Despite the Philippines growing diplomatic and trade relations with China, Japan still considers the Philippines as one of its favoured business destinations, particularly in the expansion plans of Japanese business firms to establish new factories and operations.
The announcement was made by Japan Bank for International Cooperation (JBIC) that conducted a survey among business firms operating in the Philippines.
Though China remains the top investment destination of Japan, other countries mentioned in the JBIC report are India, Vietnam, Thailand, Indonesia, the United States Mexico, Myanmar, Brazil and South Korea.
The report also disclosed that 47 Japanese firms see the Philippines as a promising country in the medium term plan. Japanese companies operating in the Philippines remain optimistic and these companies are involved in the manufacturing of electrical equipment, electronic makers and automobile assemblers.
Respondents also claimed that the Philippines remains attractive because of inexpensive labor, attractive local market, availability of qualified human resources and the country's trademark as a supply base for assemblers.

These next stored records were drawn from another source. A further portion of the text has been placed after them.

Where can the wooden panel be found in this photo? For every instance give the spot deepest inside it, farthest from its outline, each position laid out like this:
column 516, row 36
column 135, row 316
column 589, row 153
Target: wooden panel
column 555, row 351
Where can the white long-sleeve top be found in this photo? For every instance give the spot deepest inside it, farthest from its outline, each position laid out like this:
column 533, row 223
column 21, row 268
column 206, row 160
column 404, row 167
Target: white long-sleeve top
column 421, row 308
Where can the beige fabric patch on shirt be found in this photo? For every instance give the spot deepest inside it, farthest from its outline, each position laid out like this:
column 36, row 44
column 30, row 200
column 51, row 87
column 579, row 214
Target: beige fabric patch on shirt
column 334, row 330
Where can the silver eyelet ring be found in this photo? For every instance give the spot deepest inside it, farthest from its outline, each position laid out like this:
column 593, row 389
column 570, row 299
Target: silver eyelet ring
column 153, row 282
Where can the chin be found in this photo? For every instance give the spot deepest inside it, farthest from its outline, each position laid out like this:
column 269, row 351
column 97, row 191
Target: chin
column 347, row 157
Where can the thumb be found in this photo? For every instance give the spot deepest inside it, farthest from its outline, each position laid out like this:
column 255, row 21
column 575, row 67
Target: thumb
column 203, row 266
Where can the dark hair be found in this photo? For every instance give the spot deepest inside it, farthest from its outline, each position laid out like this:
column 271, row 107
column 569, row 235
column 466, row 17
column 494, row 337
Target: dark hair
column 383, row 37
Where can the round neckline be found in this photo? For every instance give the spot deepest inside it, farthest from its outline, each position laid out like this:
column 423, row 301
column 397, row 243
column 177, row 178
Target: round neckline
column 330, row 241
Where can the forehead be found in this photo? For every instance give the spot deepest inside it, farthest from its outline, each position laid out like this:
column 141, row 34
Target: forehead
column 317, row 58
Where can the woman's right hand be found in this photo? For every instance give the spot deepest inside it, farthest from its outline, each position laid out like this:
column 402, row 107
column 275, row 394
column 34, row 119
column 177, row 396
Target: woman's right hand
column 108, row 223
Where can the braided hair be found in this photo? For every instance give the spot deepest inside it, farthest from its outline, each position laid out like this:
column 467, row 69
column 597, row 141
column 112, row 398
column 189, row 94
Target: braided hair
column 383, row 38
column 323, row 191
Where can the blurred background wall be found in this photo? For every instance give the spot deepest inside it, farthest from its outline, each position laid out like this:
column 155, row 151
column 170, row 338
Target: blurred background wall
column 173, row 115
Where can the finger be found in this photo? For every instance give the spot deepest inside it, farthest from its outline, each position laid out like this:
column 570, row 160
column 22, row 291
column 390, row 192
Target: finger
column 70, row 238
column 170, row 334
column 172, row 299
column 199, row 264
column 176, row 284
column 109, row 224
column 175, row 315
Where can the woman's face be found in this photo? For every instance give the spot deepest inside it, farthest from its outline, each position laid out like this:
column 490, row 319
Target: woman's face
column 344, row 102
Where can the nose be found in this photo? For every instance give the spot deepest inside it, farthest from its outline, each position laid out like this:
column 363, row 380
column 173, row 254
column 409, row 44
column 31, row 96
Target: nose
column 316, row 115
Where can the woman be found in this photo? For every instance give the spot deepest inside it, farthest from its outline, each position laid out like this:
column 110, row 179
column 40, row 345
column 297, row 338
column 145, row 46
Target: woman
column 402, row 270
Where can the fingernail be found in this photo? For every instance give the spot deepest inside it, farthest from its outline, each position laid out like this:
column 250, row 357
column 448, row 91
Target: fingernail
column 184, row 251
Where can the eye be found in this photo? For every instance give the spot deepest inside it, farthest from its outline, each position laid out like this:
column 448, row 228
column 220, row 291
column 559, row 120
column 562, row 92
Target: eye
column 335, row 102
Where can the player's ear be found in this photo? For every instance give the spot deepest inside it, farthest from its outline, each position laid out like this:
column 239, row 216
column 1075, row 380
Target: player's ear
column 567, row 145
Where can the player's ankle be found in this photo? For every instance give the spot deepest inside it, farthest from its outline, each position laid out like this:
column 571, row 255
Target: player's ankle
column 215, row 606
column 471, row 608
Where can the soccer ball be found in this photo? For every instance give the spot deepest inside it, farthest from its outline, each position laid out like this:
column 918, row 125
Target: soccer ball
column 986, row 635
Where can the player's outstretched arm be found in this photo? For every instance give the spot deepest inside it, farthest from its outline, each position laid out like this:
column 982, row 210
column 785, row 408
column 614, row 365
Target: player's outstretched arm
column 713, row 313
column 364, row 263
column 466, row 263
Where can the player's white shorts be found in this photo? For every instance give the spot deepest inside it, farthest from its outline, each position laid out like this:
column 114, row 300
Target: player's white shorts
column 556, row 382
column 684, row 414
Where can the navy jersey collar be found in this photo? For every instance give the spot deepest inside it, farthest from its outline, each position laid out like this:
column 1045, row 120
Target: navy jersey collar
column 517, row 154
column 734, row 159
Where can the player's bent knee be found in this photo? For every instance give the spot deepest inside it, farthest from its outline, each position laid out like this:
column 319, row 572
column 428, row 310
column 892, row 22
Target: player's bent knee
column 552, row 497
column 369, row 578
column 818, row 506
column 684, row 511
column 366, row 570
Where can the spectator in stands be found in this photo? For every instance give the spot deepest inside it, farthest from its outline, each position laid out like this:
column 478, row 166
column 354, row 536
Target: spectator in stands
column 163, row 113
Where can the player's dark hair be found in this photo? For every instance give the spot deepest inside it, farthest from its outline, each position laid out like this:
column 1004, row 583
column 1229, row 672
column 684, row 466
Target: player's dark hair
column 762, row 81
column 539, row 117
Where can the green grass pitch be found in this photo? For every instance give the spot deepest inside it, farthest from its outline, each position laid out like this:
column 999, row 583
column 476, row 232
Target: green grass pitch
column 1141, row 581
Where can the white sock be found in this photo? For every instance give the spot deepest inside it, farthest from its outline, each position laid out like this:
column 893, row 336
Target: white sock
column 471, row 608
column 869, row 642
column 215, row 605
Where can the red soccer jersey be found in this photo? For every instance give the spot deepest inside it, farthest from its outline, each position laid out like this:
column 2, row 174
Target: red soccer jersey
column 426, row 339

However, the challenges Japanese are facing include the security threats of insurgency in the Southern Philippines and social instability. According to the report, this remained the top concern of Japanese investors.
Respondents also mentioned competition with other companies, availability of senior management personnel, underdeveloped infrastructure, uncertain judicial system and rising labor costs as possible business threats.
While more than 40% of respondents claimed they would continue their investments in the Philippines, 3.5 percent answered that they might withdraw their investments or scale down.
Philippine President Rodrigo Duterte during his visit to Japan this year called Japan as a close friend of the Philippines as he told Filipinos to take care of Japanese tourists in the Philippines who are contributing much to the tourism growth of the Philippines.
Japan was also instrumental in providing assistance for the rehabilitation of Marawi City, an Islamic City, where 800 terrorists raided and fought 4,000 Philippine soldiers in that five-month long battle. Marawi needs at least 30 billion PESOS to recover economically from the armed conflict.